Any suggestions? Thanks

Jolene


----------



## Guest

I hot pack it, just drop in a water bath canner for 15 minutes.. has always worked for me..
Barb


----------



## Tallabred

They will still need to be refrigerated.


----------



## Jo~*

Tallabred said:


> They will still need to be refrigerated.





MRFBarbara said:


> I hot pack it, just drop in a water bath canner for 15 minutes.. has always worked for me..
> Barb


I don't understand why the need to be refrigerated if canned properly? Id love to can some and give as gifts but I'm scared to death of making someone sick. I have seen Carmel in jars at the store so I know it can be done somehow.


----------



## Guest

I don't refrigerate them after I can them and they have been fine.. they are heat sealed..have used them up to a year later


----------



## hsmomof4

To "properly" can milk, you need to use a pressure canner. Technically, only acidic foods (fruits, tomatoes) can do the water bath method safely. That's not to say that people don't do just a water bath for other things, because obviously, lots of people do, but if you are talking about gift giving or especially selling, then I would follow standard canning guidelines.


----------



## Guest

Its not milk, it can be canned in a water bath.. its caramel after its cooked and not much different than the ice cream topping you buy in the store.. ...I also can milk with a water bath because I don't like the results from pressure canning it.. I don't give it away or anything but I do use it myself and have never had bad results.. been canning it this way for 8 yrs now..


----------



## hsmomof4

Ok, you're right, it's not milk, but it's not an acidic fruit or tomato, either. I'm not saying that it doesn't turn out fine in a water bath, and for your own use, I don't see an issue with it.
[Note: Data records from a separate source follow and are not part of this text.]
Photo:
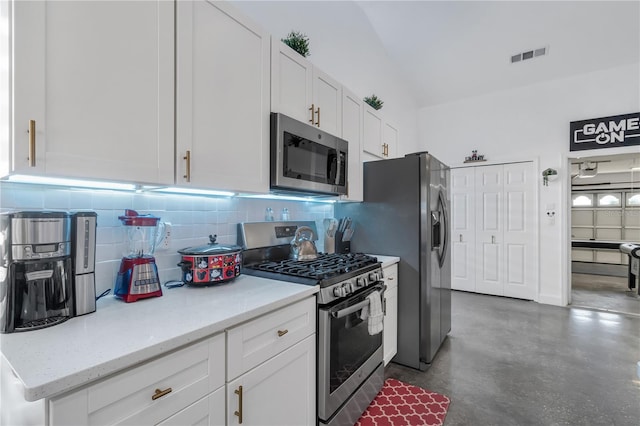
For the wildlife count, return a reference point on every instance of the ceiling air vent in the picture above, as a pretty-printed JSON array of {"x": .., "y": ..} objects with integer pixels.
[{"x": 529, "y": 54}]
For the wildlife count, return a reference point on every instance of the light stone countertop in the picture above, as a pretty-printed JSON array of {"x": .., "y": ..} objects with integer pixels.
[{"x": 120, "y": 335}]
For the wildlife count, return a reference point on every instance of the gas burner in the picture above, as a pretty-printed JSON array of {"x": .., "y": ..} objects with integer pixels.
[{"x": 326, "y": 266}]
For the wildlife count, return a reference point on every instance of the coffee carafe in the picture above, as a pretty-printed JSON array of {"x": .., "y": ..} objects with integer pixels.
[{"x": 36, "y": 288}]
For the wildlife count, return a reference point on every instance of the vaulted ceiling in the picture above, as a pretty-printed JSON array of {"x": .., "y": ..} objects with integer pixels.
[{"x": 449, "y": 50}]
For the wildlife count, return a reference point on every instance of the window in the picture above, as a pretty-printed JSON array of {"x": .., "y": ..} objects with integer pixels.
[
  {"x": 610, "y": 199},
  {"x": 633, "y": 199},
  {"x": 582, "y": 200}
]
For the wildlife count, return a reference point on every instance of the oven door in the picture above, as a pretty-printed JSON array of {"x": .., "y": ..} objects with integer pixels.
[{"x": 347, "y": 353}]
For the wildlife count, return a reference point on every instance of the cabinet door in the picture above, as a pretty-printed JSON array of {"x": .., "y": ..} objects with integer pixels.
[
  {"x": 291, "y": 83},
  {"x": 390, "y": 330},
  {"x": 372, "y": 132},
  {"x": 390, "y": 140},
  {"x": 210, "y": 411},
  {"x": 463, "y": 229},
  {"x": 489, "y": 229},
  {"x": 97, "y": 77},
  {"x": 519, "y": 234},
  {"x": 279, "y": 392},
  {"x": 352, "y": 133},
  {"x": 223, "y": 98},
  {"x": 327, "y": 100}
]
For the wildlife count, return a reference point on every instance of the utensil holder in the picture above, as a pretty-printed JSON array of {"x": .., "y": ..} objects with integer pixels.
[
  {"x": 329, "y": 244},
  {"x": 341, "y": 246}
]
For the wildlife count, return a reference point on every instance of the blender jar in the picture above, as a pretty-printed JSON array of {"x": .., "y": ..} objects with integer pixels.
[{"x": 143, "y": 233}]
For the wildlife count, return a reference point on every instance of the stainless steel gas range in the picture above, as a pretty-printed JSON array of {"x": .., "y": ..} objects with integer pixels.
[{"x": 350, "y": 366}]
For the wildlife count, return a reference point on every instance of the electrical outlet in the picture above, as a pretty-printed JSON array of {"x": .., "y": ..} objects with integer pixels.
[{"x": 166, "y": 241}]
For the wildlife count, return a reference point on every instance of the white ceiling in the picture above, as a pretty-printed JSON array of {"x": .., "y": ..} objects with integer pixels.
[{"x": 449, "y": 50}]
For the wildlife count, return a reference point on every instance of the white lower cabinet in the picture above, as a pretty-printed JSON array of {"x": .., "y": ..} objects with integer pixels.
[
  {"x": 279, "y": 392},
  {"x": 390, "y": 331},
  {"x": 149, "y": 393},
  {"x": 261, "y": 372},
  {"x": 271, "y": 368},
  {"x": 207, "y": 411}
]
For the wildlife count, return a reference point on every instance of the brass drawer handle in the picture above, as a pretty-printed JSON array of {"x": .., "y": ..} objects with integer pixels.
[
  {"x": 160, "y": 393},
  {"x": 312, "y": 109},
  {"x": 239, "y": 412},
  {"x": 187, "y": 157},
  {"x": 32, "y": 143}
]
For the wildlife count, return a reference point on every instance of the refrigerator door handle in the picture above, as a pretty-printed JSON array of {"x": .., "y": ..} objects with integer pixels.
[{"x": 442, "y": 209}]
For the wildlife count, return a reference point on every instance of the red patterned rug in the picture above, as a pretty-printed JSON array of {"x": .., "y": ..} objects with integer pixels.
[{"x": 399, "y": 404}]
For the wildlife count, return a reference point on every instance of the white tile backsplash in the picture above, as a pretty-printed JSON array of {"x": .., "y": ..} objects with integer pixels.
[{"x": 192, "y": 219}]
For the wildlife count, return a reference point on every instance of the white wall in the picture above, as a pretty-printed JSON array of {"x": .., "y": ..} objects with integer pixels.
[
  {"x": 528, "y": 123},
  {"x": 344, "y": 45}
]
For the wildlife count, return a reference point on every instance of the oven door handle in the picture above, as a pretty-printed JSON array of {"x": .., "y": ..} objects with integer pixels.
[
  {"x": 350, "y": 309},
  {"x": 381, "y": 287}
]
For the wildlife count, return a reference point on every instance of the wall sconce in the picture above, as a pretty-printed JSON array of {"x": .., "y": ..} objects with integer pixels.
[{"x": 549, "y": 175}]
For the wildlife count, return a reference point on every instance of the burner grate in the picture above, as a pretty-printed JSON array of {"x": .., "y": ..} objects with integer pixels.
[{"x": 324, "y": 267}]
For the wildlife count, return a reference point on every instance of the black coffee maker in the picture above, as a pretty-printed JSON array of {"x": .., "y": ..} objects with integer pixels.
[{"x": 36, "y": 288}]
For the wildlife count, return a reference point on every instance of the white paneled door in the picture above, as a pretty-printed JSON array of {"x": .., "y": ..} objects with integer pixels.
[
  {"x": 494, "y": 230},
  {"x": 489, "y": 226},
  {"x": 463, "y": 236},
  {"x": 519, "y": 232}
]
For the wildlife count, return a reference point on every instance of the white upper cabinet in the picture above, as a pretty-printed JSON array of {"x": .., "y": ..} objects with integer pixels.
[
  {"x": 222, "y": 110},
  {"x": 302, "y": 91},
  {"x": 373, "y": 132},
  {"x": 352, "y": 108},
  {"x": 95, "y": 80}
]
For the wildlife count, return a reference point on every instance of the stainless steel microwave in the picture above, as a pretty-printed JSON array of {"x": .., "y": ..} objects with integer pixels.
[{"x": 306, "y": 159}]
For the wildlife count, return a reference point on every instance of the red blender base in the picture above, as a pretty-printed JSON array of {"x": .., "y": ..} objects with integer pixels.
[{"x": 137, "y": 279}]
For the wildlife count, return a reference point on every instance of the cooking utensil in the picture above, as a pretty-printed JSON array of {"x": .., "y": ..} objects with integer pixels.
[{"x": 211, "y": 263}]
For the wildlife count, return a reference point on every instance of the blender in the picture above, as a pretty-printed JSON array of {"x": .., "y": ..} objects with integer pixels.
[{"x": 138, "y": 274}]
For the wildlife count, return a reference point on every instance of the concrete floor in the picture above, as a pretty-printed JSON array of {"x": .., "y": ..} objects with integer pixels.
[
  {"x": 605, "y": 293},
  {"x": 513, "y": 362}
]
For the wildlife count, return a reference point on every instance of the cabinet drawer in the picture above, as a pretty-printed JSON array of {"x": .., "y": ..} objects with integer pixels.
[
  {"x": 258, "y": 340},
  {"x": 126, "y": 398}
]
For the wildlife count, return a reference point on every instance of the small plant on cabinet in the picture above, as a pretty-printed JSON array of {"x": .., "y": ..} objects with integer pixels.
[
  {"x": 298, "y": 42},
  {"x": 374, "y": 101}
]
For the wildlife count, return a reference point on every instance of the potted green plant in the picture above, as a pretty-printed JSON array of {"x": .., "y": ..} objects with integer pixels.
[
  {"x": 374, "y": 101},
  {"x": 298, "y": 42}
]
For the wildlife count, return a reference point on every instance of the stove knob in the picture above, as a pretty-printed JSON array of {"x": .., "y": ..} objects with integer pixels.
[{"x": 348, "y": 287}]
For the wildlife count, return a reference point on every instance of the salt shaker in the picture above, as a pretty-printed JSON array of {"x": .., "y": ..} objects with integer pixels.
[{"x": 268, "y": 214}]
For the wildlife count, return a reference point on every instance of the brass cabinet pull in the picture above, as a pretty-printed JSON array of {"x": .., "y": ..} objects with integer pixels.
[
  {"x": 160, "y": 393},
  {"x": 188, "y": 166},
  {"x": 312, "y": 109},
  {"x": 282, "y": 332},
  {"x": 239, "y": 412},
  {"x": 32, "y": 143}
]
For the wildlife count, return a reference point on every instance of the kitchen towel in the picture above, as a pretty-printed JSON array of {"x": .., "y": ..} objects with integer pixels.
[
  {"x": 373, "y": 313},
  {"x": 401, "y": 404}
]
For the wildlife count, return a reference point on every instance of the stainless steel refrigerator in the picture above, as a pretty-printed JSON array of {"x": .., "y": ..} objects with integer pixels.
[{"x": 405, "y": 213}]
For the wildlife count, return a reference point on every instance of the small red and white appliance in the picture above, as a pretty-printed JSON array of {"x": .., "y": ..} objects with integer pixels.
[{"x": 138, "y": 275}]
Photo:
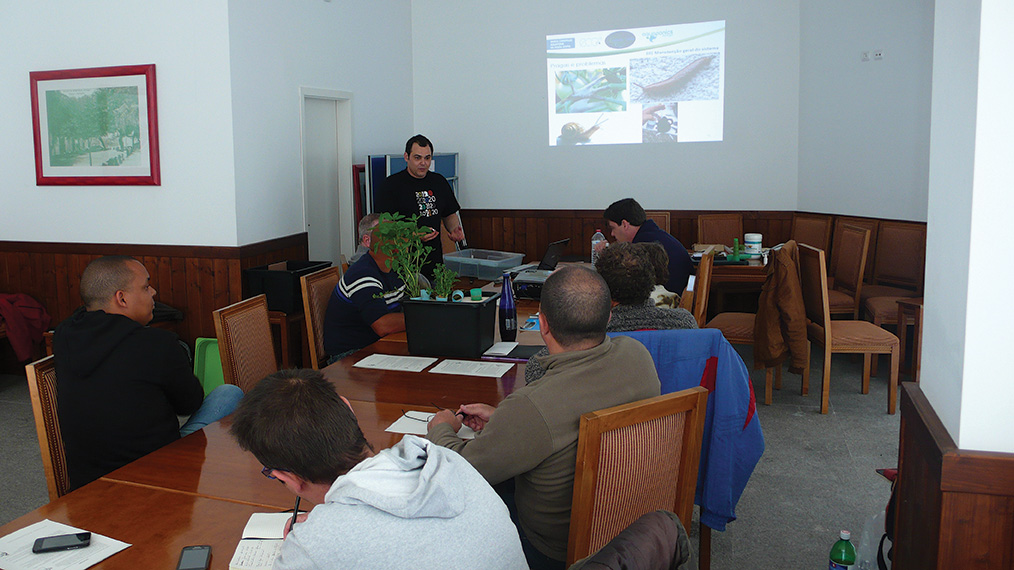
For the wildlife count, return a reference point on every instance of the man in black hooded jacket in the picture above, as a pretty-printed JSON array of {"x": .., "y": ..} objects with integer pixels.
[{"x": 122, "y": 384}]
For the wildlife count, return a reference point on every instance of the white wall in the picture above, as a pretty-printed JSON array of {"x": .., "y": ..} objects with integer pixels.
[
  {"x": 864, "y": 127},
  {"x": 188, "y": 42},
  {"x": 965, "y": 372},
  {"x": 480, "y": 89},
  {"x": 278, "y": 46}
]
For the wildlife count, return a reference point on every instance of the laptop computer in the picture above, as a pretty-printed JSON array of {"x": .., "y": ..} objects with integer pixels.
[{"x": 528, "y": 279}]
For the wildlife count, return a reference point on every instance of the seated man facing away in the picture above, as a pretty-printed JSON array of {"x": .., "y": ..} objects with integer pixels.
[
  {"x": 366, "y": 225},
  {"x": 365, "y": 305},
  {"x": 120, "y": 383},
  {"x": 416, "y": 505},
  {"x": 628, "y": 222},
  {"x": 630, "y": 276},
  {"x": 660, "y": 261},
  {"x": 531, "y": 435}
]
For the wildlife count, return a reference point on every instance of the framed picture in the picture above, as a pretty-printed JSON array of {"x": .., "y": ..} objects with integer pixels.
[{"x": 95, "y": 126}]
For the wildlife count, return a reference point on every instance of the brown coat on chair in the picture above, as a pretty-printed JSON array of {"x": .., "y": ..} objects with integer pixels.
[{"x": 780, "y": 328}]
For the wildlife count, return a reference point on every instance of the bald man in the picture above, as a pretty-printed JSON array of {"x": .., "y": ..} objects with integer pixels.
[{"x": 122, "y": 384}]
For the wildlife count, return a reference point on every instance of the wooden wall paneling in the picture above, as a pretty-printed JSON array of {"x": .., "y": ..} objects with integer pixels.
[
  {"x": 62, "y": 282},
  {"x": 955, "y": 507},
  {"x": 221, "y": 287},
  {"x": 980, "y": 535},
  {"x": 506, "y": 238},
  {"x": 919, "y": 502}
]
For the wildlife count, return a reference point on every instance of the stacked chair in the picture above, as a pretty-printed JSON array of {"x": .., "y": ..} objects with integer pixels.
[{"x": 842, "y": 336}]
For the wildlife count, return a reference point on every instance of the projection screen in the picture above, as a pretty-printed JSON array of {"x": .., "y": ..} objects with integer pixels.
[{"x": 641, "y": 85}]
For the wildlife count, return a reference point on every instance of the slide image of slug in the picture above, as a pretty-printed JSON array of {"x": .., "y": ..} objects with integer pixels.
[
  {"x": 591, "y": 90},
  {"x": 675, "y": 77},
  {"x": 658, "y": 123}
]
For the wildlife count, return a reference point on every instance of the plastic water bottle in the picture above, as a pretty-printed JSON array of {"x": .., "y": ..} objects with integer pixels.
[
  {"x": 843, "y": 554},
  {"x": 596, "y": 238},
  {"x": 508, "y": 311}
]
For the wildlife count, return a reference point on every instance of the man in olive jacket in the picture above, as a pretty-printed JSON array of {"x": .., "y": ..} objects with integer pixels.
[{"x": 531, "y": 436}]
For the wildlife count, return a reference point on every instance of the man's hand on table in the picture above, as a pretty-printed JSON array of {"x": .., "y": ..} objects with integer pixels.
[
  {"x": 445, "y": 417},
  {"x": 476, "y": 415}
]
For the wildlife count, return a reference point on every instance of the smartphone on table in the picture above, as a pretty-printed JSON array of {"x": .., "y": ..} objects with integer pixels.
[
  {"x": 62, "y": 542},
  {"x": 195, "y": 558}
]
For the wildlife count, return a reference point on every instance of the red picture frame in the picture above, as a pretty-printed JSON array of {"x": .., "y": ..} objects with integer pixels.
[{"x": 95, "y": 127}]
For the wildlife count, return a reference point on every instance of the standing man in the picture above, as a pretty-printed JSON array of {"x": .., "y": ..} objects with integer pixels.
[
  {"x": 122, "y": 384},
  {"x": 628, "y": 222},
  {"x": 417, "y": 191},
  {"x": 531, "y": 435},
  {"x": 416, "y": 505}
]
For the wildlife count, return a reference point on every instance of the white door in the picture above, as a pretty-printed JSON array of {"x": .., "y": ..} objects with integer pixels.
[{"x": 320, "y": 179}]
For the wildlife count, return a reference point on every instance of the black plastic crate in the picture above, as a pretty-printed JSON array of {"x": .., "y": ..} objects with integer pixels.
[
  {"x": 449, "y": 329},
  {"x": 281, "y": 284}
]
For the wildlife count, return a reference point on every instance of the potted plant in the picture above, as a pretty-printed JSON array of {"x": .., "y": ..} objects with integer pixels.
[
  {"x": 443, "y": 282},
  {"x": 462, "y": 330},
  {"x": 401, "y": 239}
]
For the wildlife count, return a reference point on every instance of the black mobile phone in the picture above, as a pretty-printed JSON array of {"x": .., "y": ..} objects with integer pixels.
[
  {"x": 62, "y": 542},
  {"x": 195, "y": 558}
]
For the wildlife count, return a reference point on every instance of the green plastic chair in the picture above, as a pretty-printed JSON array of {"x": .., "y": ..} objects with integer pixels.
[{"x": 208, "y": 364}]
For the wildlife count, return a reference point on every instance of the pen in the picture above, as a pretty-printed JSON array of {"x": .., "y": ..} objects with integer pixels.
[{"x": 295, "y": 511}]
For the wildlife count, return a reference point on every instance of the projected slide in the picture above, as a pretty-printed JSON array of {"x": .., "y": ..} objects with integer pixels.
[{"x": 643, "y": 85}]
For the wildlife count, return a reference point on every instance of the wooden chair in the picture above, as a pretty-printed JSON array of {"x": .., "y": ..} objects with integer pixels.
[
  {"x": 844, "y": 297},
  {"x": 633, "y": 459},
  {"x": 842, "y": 336},
  {"x": 702, "y": 286},
  {"x": 720, "y": 228},
  {"x": 317, "y": 288},
  {"x": 739, "y": 329},
  {"x": 836, "y": 248},
  {"x": 812, "y": 229},
  {"x": 900, "y": 261},
  {"x": 244, "y": 342},
  {"x": 43, "y": 388}
]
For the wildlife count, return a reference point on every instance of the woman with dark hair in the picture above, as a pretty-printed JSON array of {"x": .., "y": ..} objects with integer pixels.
[
  {"x": 660, "y": 261},
  {"x": 630, "y": 275}
]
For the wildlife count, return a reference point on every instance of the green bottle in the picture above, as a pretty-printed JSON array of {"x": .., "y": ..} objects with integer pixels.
[{"x": 843, "y": 554}]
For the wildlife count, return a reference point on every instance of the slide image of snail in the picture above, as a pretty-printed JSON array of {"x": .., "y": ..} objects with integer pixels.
[
  {"x": 604, "y": 128},
  {"x": 675, "y": 77},
  {"x": 591, "y": 90},
  {"x": 658, "y": 123}
]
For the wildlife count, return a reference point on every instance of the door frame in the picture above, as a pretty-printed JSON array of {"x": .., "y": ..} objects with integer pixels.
[{"x": 346, "y": 205}]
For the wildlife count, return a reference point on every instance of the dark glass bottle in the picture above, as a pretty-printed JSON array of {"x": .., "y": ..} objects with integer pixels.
[{"x": 508, "y": 311}]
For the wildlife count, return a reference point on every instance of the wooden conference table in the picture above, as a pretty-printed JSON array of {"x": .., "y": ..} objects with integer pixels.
[{"x": 202, "y": 489}]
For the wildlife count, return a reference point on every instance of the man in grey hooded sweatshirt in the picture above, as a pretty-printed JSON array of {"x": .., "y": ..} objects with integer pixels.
[{"x": 415, "y": 505}]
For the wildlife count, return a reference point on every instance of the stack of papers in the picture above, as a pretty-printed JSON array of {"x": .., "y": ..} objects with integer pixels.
[
  {"x": 261, "y": 543},
  {"x": 416, "y": 422},
  {"x": 15, "y": 549}
]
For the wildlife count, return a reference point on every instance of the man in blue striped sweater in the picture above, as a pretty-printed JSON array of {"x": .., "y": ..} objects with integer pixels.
[{"x": 365, "y": 305}]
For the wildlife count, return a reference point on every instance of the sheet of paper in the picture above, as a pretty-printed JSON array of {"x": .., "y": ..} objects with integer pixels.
[
  {"x": 267, "y": 524},
  {"x": 252, "y": 554},
  {"x": 472, "y": 368},
  {"x": 391, "y": 362},
  {"x": 500, "y": 349},
  {"x": 15, "y": 549},
  {"x": 414, "y": 422}
]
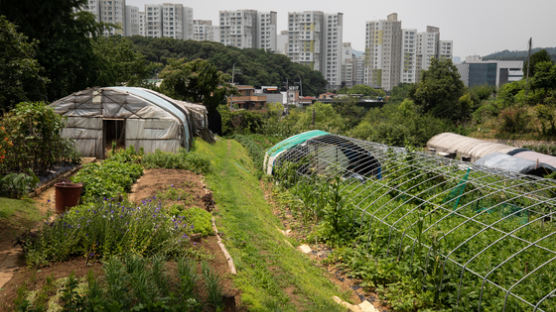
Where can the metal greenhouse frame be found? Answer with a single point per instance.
(493, 231)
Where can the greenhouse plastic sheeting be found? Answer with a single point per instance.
(284, 145)
(472, 148)
(164, 104)
(151, 122)
(510, 163)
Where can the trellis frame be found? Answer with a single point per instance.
(400, 167)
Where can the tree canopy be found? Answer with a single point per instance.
(439, 91)
(197, 81)
(252, 66)
(64, 50)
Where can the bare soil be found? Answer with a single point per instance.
(153, 182)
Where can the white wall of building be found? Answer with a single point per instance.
(239, 28)
(409, 56)
(266, 30)
(131, 20)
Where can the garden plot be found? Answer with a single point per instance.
(156, 253)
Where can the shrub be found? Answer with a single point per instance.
(31, 132)
(111, 178)
(105, 229)
(180, 160)
(131, 283)
(199, 220)
(15, 185)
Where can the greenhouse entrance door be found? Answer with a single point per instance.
(114, 133)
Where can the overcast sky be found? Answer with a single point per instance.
(476, 26)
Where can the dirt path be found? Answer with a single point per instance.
(320, 252)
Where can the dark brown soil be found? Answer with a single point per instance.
(31, 278)
(319, 253)
(150, 184)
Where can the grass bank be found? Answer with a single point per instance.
(272, 275)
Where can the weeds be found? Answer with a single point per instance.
(109, 228)
(180, 160)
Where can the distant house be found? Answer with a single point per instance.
(272, 93)
(247, 99)
(307, 100)
(327, 96)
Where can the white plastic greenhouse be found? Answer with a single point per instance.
(483, 238)
(128, 116)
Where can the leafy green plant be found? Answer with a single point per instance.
(108, 228)
(15, 185)
(111, 178)
(199, 220)
(415, 274)
(33, 131)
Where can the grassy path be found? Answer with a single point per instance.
(272, 275)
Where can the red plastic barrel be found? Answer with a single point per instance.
(67, 195)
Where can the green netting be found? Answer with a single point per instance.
(294, 140)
But if you are selling it and something goes wrong, you haven't followed recommended canning guidelines, which say that only fruits and tomatoes should be canned in a water bath and everything else needs to be in a pressure canner. Which would make it pretty hard to defend, if it came down to it. That's my only point on that.


----------



## Guest

I cannot sell home canned foods in Michigan, regardless if its water bath or pressure cooker.. don't know about other states.. In Michigan you can't defend it either way.. I have had pressure cooked canned foods go bad.. but then so can store canned (commerical foods) go bad.. 
Barb


----------



## hsmomof4

Ah, here in KS, you can sell home canned jellies and jams...everything else would have to be commercial kitchen.


----------



## Guest

Yes, the laws here are very strict, we can't even give our goat milk away.. and boy if anyone should complain, you are in serious trouble.. Guess thats why I have learned to use all my own goat milk and not dump.. 
By the way, the canned milk works great in pumpkin pies.. 
Barb


----------



## Candy

MRFBarbara said:


> Its not milk, it can be canned in a water bath.. its caramel after its cooked and not much different than the ice cream topping you buy in the store.. ...I also can milk with a water bath because I don't like the results from pressure canning it.. I don't give it away or anything but I do use it myself and have never had bad results.. been canning it this way for 8 yrs now..


I know this is an old thread but new to me.

How long do you waterbath milk? I didn't like the results of pressure canning it either. Would like to give the wb a try.


----------